[AccessD] 64-but ONLY front end ?

Charlotte Foust charlotte.foust at gmail.com
Sun Jan 8 12:04:16 CST 2017


Take a hard look at navigation forms.  This is precisely what they do,
allow you to jump back and forth, loading and unloading the subforms as you
go.  I use them extensively, and while they require more attention and do
not sink subform events, they vastly improve the speed of the application.

Charlotte Foust
916-206-4336

On Jan 6, 2017 5:19 AM, "Ryan Wehler" <wrwehler at gmail.com> wrote:

> We don't necessarily need a bazillion forms open at once.
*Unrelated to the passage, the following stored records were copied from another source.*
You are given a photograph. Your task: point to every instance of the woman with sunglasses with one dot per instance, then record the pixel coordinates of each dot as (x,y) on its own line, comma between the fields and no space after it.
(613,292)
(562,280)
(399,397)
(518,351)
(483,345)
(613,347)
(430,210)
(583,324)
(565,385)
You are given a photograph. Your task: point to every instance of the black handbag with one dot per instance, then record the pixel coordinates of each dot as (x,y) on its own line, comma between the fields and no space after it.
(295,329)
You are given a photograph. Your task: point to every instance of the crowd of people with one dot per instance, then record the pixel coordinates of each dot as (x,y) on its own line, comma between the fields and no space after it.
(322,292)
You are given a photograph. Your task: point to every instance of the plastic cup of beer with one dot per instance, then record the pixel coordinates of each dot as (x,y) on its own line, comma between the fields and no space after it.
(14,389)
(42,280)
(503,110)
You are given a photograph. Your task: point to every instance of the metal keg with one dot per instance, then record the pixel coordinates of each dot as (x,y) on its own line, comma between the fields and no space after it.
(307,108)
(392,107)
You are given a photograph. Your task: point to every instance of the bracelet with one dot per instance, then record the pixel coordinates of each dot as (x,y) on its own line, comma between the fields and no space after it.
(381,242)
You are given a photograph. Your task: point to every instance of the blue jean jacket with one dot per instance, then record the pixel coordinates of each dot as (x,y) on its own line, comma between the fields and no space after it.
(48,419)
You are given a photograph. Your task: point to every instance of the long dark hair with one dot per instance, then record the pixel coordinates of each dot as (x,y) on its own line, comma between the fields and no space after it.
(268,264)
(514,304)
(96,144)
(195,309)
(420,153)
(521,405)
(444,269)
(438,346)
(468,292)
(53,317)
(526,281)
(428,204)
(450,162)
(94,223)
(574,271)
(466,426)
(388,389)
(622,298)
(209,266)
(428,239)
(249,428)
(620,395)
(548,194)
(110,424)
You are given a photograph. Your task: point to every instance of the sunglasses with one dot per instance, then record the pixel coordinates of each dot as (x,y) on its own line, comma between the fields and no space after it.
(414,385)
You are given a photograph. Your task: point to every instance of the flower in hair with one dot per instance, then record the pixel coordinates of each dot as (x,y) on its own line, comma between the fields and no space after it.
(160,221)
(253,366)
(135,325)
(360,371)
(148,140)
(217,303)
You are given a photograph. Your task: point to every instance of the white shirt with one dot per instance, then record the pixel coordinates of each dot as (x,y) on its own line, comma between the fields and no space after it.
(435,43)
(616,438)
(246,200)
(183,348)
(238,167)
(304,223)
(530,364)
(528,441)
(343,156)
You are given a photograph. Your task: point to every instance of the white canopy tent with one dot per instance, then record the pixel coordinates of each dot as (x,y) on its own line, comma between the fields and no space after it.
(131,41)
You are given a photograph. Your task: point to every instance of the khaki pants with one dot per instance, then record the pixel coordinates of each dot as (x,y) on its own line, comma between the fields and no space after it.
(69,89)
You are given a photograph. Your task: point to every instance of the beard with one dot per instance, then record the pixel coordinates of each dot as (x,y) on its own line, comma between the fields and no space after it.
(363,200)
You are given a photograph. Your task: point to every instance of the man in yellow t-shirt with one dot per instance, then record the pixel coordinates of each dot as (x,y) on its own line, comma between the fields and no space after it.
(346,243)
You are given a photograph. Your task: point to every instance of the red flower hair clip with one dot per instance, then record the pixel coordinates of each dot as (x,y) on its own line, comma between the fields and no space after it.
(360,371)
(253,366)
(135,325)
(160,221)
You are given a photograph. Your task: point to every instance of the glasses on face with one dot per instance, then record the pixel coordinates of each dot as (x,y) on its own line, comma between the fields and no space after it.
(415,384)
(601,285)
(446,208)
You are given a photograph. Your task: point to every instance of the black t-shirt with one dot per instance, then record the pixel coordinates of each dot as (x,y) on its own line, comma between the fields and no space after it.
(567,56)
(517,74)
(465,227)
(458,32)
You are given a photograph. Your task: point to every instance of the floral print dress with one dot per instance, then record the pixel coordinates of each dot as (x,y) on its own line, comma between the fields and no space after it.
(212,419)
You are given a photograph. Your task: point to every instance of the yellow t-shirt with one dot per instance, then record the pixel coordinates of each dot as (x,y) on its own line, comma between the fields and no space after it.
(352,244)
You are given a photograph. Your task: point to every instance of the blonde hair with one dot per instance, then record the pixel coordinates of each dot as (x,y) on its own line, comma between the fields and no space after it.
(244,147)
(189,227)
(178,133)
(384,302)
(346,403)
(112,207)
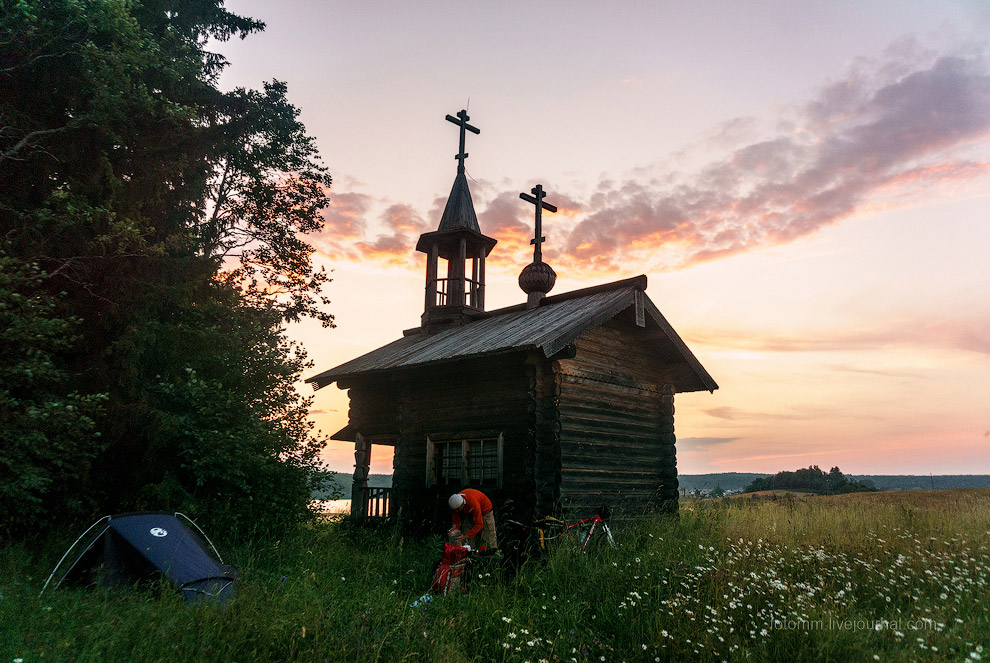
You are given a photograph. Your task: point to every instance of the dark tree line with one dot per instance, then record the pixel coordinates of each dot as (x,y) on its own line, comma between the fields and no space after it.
(812,479)
(152,248)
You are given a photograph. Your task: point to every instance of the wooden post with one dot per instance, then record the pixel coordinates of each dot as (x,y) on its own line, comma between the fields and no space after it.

We are usually
> working in one at a time but the ability to jump back and forth with tabs
> is enticing to me and my users. Unfortunately once a few are open and
> anything complex is attempted I get an out of resources message
>
> If I monitor virtual memory via access I can see with. Irving but my base
> form open we are trending on 800MB MEMORY used. Open a few forms and we are
> at 1.2 GB. By the time we hit 1.4-1.5GB is about when the out of resource
> messages come piling in.
>
>
> Carlotte,
>
> Rather than just blast my design (which had worked just fine up until
> moving to access 2013) why don't you tell me some "good design principles"
> you have and I can tell you I probably already follow 90% or more of them.
>
>
> Sent from my iPhone
>
> > On Jan 6, 2017, at 5:52 AM, Jim Dettman <jimdettman at verizon.net> wrote:
> >
> >
> > Actually, many forms is not even a good reason.
> >
> > Nothing in Access for 64 bit is different than the 32 bit version.  All
> the
> > internal constraints are still there (like 2048 table ID's).
> >
> > The only reason to use 64 bit Office is if you need:
> > 1. Very large spreadsheets in Excel
> > 2. Very large projects in MS Project
> > 3. Very large projects in Visio.
> >
> > If you don't need that, then there's no reason to use it and a lot of
> > reasons not to (lack of drivers and 3rd party support).
> >
> > Microsoft still recommends 32 bit for just about everyone and
> > unfortunately, Ryan is on the bleeding edge, because very few are using
> 64
> > bit because of the above.
> >
> > Jim.
> >
> >
> > -----Original Message-----
> > From: AccessD [mailto:accessd-bounces at databaseadvisors.com] On Behalf Of
> > Charlotte Foust
> > Sent: Friday, January 06, 2017 01:10 AM
> > To: Access Developers discussion and problem solving
> > Subject: Re: [AccessD] 64-but ONLY front end ?
> >
> > IMO that's a pretty poor reason to go to 64-bit Office.  If the design
> were
> > better, you wouldn't need a bazillion forms open simultaneously.
> >
> > Charlotte Foust
> > (916) 206-4336
> >
> >> On Thu, Jan 5, 2017 at 7:39 PM, Ryan Wehler <wrwehler at gmail.com> wrote:
> >>
> >> Hello Listers!
> >>
> >> Has anyone migrated their app to 64 bit only?
> >>
> >> I've recently started migrating from Office 2003 to Office 2013 (what we
> >> have licensed). I've been testing and upgrading and learning about
> ribbons
> >> and finding code that doesn't work well under 2013 that worked
> previously.
> >>
> >> The one problem I'm consistently running into is if I have more than a
> >> couple forms open I start getting "Resource Limit Exceeded" messages.
> From
> >> what I gather, this is usually the 32 bit Virtual Memory limit (2GB)
> >> running 32 bit applications on a 64 bit operating system.
> >>
> >> If I run Access 2013 64 bit (In a virtual machine) I can open as many
> tabs
> >> as my heart desires (I opened so many forms up in my app that my tab bar
> >> had scroll arrows!) and not a peep about resource problems.
> >>
> >> I did some of the stuff suggested out on the web like make sure objects
> >> get closed and set to 'nothing' when they aren't needed (which there
> >> weren't many places that wasn't happening anyway)... and even tried
> > running
> >> msaccess.exe in XP compatibility mode (which was what someone suggested
> to
> >> get around this).
> >>
> >> Access 2013 is fully patched and I've tried a number of hot fixes and
> >> registry tweaks posted by both MS and other users on the web to no avail
> > as
> >> well.
> >>
> >> None of that's worked... so I'm debating moving my users in house (the
> >> only place I have to support) to 64 bit Office or Access runtime where
> >> applicable. I've already modified all my API calls to to be PtrSafe and
> >> kept some compiler constant if/then/else statements in place in case I
> >> *HAVE* to run 32 bit somewhere (but then I'll need a way to compile the
> 32
> >> bit accde file... *sigh*)
> >>
> >> In short / TL;DR: Has anyone moved exclusively to 64 bit and what
> problems
> >> did you face and are you happy overall with doing so?